Find center of rotation after object rotated by known angle (2D)

Question

I need to be able to calculate and find the true center of rotation (x,y) of an object after it has been rotated by a known angle.

Previously I would simply find the center of the object, rotate 180 degrees, find the new center of the object, and calculate the midpoint of the line that connects the 2 centers to find the true center of rotation. Now, I don't have the luxury of being able to rotate 180 degrees, instead it will be only 10-15 degrees, but it will be known.

I've searched for a while and haven't found the appropriate equation to solve my particular problem.

Limitation: Only know center of object, cannot use multiple points found on object.

Knowns: Center of object before and after rotation, and angle of rotation

Unknown: True center of rotation

Hopefully the image explains what I'm shooting for

Thanks

Answer 1

Let point $C$ be the center of rotation.
It should belong to the perpendicular bisector of the segment $[P, P']$.
So if we imagine it as a triangle, $CPP'$ should be a equilateral triangle where the angle $C = 15^0$ (Or whatever your rotation angle below 180). Let's assemble it in a drawing:

Your task can be minimized to computing $M$!:

Knowns:

• $d = \frac{PP'}{2}$
• $\theta = 15^o$ (rotation angle).

Solution:

Notice that: $\frac{d}{M} = tan(\frac{\theta}{2})$

So $M = \frac{d}{tan(\frac{\theta}{2})}$

Now you have all the necessary information to find your center of rotation $C$, I will left to you to transform everything to $(x,y)$ coordinates as an exercise ;)

Answer 2

The center of the rotation is on the mediatrix of [P,P']. Now, using the half of the angle, and the half of [P,P'], you can determine the position of the center on the mediatrix thx to the formula

tg(alpha/2) = PP'/2 / (position of center).

Answer 3

Apologies for brief response and a rough sketch.

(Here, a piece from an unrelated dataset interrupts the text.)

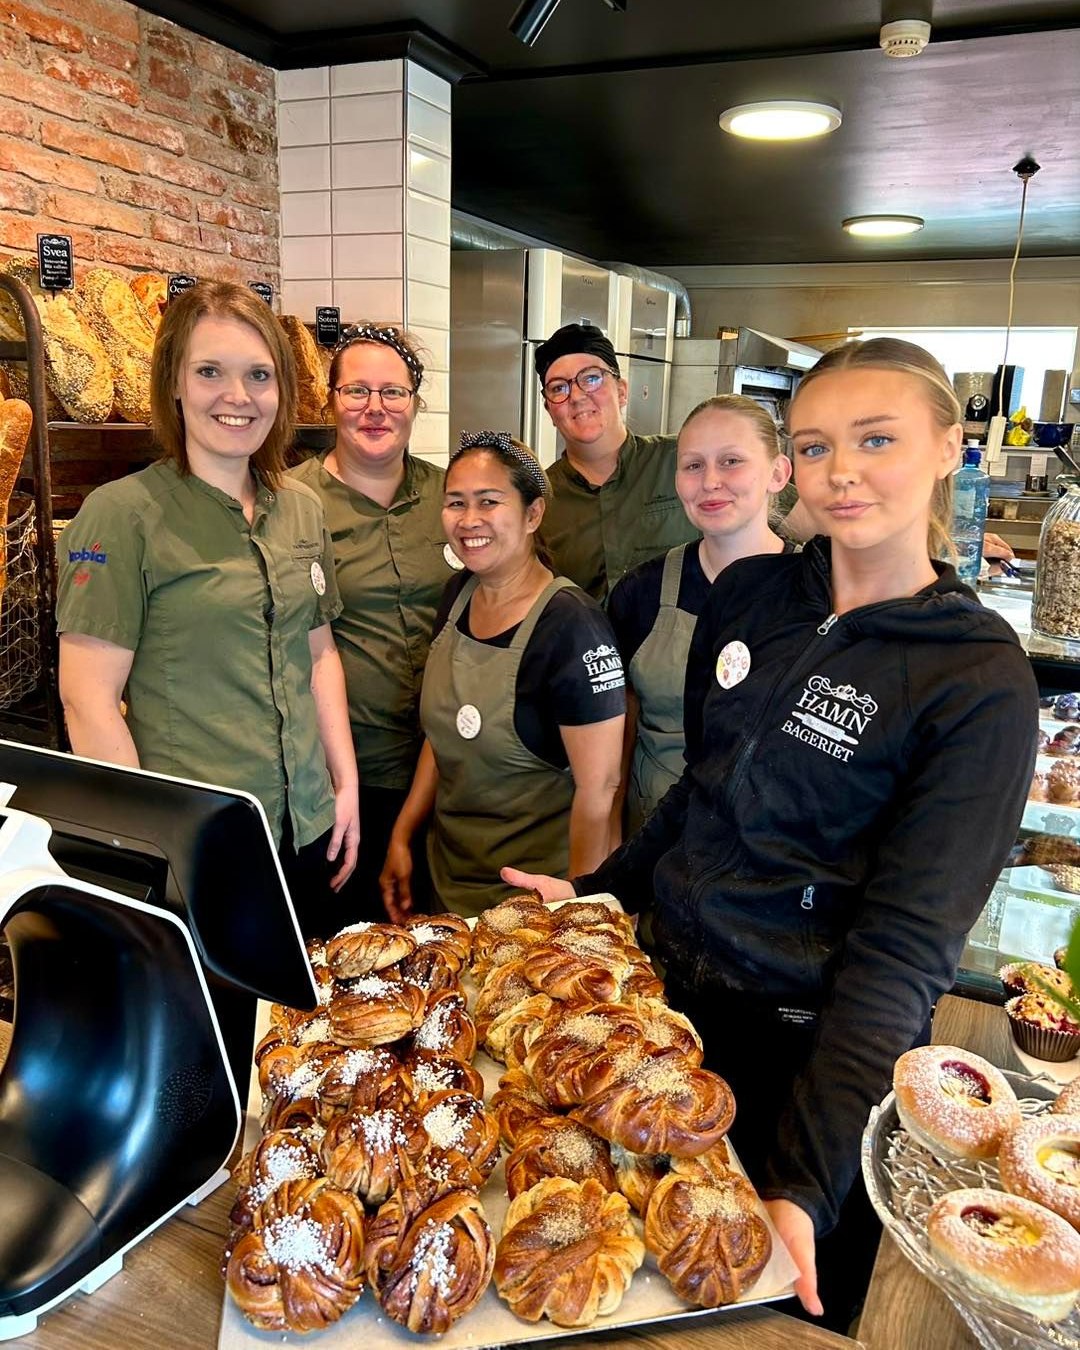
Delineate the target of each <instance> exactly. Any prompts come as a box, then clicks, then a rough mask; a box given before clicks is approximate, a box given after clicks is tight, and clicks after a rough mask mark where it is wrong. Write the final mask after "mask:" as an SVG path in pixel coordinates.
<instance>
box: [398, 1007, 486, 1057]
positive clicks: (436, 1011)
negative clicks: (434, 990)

The coordinates of P,P' and $\alpha $ are given

As mentioned in the other posts, we can find the radius R and inclination between radius/chord.

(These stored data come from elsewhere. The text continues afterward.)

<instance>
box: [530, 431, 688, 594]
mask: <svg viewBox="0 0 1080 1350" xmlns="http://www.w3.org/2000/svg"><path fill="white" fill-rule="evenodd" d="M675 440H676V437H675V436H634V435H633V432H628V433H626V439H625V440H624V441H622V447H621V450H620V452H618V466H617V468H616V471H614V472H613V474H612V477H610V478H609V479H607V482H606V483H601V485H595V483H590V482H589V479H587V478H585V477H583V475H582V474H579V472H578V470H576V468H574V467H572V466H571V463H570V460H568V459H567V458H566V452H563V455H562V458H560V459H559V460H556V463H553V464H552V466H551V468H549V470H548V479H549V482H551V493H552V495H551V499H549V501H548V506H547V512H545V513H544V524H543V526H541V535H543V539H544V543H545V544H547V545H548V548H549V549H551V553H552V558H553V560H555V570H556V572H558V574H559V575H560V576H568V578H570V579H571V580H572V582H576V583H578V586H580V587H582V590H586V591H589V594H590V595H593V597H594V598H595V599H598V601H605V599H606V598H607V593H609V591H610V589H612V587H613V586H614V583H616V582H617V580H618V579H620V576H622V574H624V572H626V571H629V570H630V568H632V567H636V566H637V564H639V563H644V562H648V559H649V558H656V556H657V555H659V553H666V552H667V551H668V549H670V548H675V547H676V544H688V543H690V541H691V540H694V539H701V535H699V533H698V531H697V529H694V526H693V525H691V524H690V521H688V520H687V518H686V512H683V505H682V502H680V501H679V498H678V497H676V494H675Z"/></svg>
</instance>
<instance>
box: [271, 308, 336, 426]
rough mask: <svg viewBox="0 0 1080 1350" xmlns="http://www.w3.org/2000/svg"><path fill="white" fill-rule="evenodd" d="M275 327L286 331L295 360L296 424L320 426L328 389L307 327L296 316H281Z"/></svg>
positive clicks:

$$ d= PP' ;\, R= \frac{d/2}{\sin \alpha/2} ; $$

Inclination to horizontal is known (blue)

Also angle CPP' is known (green), $ =\cos^{-1} \frac{PP'/2}{R} $ complement of $ \alpha/2$

The difference angle as marked (red) say $ =\gamma$.

Subtract $ (R \cos \gamma, R \sin \gamma) $ from corresponding coordinates of P.

There are two solutions on each side of PP', D can also be found similarly.